Wednesday, December 09, 2009

J. Am. Chem. Soc., 2009, 131 (44), pp 16257–16265

Selective Characterization of Microsecond Motions in Proteins by NMR Relaxation
D. Flemming Hansen*†, Haniqiao Feng‡, Zheng Zhou‡, Yawen Bai‡ and Lewis E. Kay*†

The three-dimensional structures of macromolecules fluctuate over a wide range of time-scales. Separating the individual dynamic processes according to frequency is of importance in relating protein motions to biological function and stability. We present here a general NMR method for the specific characterization of microsecond motions at backbone positions in proteins even in the presence of other dynamics such as large-amplitude nanosecond motions and millisecond chemical exchange processes. The method is based on measurement of relaxation rates of four bilinear coherences and relies on the ability of strong continuous radio frequency fields to quench millisecond chemical exchange.
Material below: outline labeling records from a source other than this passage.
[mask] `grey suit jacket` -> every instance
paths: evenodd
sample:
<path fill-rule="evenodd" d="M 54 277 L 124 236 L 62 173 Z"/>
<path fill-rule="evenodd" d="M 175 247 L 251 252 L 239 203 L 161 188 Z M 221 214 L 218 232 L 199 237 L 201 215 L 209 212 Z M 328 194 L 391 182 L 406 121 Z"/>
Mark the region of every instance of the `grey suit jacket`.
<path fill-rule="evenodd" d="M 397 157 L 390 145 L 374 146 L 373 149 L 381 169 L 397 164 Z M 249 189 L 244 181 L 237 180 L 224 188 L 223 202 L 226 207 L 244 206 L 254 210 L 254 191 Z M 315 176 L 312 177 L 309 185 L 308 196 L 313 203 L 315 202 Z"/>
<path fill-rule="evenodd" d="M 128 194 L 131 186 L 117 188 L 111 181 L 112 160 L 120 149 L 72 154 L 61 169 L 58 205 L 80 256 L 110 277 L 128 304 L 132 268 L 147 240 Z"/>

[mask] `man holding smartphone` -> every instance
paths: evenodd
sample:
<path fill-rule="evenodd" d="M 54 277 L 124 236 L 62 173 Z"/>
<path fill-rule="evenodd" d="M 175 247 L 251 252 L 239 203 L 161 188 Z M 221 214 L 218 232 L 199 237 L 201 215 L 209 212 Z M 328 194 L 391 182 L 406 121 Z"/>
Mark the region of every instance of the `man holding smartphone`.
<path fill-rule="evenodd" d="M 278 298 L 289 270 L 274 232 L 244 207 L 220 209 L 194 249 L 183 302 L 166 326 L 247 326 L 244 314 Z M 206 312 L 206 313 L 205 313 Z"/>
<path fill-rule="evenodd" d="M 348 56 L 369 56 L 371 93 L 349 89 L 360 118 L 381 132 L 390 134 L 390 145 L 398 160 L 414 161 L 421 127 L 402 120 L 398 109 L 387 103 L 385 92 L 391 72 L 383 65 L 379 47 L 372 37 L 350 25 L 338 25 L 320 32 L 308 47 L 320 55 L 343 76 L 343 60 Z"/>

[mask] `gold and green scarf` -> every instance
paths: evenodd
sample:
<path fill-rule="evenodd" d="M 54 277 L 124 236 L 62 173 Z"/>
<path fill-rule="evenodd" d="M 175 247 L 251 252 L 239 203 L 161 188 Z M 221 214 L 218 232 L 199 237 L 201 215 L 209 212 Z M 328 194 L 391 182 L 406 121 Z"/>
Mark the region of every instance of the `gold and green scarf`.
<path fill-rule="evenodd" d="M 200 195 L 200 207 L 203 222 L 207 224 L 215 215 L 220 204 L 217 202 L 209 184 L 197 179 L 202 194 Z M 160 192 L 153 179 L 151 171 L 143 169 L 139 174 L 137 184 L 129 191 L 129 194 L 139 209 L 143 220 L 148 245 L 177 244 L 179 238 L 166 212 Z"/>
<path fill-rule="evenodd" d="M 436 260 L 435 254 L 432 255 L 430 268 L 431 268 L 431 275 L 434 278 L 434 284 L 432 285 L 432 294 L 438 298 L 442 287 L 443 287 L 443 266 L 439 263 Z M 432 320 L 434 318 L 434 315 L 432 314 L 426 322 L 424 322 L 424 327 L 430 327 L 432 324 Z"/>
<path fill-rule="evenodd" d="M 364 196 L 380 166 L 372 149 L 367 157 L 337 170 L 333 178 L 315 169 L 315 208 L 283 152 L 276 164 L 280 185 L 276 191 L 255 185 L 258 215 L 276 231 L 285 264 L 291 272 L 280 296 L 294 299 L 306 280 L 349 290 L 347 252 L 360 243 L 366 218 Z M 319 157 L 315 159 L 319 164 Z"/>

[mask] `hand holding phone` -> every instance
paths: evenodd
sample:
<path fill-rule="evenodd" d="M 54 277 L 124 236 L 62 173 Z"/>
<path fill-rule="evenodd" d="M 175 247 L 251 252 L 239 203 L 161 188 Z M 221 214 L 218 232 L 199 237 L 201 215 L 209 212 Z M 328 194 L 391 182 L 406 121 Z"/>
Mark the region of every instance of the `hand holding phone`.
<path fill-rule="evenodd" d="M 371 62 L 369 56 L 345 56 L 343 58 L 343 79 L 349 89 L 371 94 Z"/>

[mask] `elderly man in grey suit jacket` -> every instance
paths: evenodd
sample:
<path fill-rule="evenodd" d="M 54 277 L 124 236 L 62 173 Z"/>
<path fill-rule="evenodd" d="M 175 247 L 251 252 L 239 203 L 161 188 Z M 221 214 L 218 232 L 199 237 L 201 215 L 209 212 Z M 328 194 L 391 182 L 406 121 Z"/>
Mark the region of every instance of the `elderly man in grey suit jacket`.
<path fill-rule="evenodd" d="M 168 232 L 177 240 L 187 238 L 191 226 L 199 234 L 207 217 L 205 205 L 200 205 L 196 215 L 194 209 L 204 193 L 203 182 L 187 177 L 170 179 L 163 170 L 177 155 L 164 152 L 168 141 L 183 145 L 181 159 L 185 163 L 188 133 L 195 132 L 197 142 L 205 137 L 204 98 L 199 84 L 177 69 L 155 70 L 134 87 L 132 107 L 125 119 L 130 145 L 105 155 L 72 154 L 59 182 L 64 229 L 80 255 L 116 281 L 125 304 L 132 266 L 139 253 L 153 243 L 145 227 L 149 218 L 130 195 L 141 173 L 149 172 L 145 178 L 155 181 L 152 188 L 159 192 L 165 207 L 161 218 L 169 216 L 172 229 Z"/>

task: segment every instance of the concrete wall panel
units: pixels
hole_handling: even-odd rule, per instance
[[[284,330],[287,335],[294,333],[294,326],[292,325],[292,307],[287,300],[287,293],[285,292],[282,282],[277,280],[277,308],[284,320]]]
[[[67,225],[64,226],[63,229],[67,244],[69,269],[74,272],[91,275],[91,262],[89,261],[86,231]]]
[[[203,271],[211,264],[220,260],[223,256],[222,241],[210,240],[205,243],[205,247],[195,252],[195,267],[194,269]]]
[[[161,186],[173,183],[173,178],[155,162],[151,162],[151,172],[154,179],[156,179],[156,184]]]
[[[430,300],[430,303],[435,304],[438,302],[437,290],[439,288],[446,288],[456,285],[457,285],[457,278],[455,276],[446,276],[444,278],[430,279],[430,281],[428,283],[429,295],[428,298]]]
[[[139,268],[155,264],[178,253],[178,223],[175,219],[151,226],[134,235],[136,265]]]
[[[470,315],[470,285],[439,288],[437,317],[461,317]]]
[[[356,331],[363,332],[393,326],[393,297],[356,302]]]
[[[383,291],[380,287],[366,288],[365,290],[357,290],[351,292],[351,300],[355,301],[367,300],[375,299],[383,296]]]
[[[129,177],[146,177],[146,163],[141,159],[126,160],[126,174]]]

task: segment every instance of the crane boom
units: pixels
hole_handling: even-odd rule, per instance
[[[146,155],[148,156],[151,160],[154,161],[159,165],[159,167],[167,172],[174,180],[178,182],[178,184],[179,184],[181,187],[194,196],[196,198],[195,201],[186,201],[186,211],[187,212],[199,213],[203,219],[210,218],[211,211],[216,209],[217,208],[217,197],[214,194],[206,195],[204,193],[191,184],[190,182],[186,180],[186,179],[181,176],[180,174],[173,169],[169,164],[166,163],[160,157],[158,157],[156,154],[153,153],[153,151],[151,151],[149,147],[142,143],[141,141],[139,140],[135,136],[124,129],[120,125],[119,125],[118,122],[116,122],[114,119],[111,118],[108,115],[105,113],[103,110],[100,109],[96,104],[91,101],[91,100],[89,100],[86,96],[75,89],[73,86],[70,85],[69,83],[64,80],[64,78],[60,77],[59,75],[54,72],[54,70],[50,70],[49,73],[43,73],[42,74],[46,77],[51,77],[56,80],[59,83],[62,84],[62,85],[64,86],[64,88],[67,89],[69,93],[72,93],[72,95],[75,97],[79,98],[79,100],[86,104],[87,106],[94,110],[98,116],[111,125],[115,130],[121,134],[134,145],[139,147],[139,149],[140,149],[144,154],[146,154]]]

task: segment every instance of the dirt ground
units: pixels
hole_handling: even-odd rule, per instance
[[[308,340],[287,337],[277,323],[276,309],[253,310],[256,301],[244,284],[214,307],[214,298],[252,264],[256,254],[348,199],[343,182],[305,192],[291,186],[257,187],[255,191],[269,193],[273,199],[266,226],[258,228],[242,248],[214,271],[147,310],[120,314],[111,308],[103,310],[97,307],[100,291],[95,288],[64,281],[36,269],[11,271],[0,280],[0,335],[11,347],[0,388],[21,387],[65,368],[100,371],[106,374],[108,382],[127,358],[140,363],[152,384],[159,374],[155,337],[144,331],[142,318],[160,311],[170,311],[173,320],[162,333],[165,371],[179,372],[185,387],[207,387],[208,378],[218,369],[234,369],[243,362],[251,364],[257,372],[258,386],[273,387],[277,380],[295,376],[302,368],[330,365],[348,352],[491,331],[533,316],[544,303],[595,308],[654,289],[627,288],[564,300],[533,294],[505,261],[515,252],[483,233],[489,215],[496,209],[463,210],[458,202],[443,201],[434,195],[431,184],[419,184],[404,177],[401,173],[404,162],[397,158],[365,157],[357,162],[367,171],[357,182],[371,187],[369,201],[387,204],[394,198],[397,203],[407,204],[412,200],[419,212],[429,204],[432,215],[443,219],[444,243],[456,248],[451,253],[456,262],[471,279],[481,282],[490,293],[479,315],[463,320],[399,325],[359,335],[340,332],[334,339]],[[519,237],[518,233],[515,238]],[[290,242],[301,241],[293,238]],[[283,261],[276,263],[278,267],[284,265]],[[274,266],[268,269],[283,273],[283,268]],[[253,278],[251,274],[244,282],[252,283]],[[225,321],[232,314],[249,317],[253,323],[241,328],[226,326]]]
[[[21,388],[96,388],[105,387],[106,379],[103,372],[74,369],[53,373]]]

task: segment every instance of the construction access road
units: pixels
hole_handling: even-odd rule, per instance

The utility of the methodology is demonstrated and validated through two specific examples focusing on the thermo-stable proteins, ubiquitin and protein L, where it is found that small-amplitude microsecond dynamics are more pervasive than previously thought. Specifically, these motions are localized to α helices, loop regions, and regions along the rim of β sheets in both of the proteins examined. A third example focuses on a 28 kDa ternary complex of the chaperone Chz1 and the histones H2A.Z/H2B, where it is established that pervasive microsecond motions are localized to a region of the chaperone that is important for stabilizing the complex. It is further shown that these motions can be well separated from extensive millisecond dynamics that are also present and that derive from exchange of Chz1 between bound and free states. The methodology is straightforward to implement, and data recorded at only a single static magnetic field are required.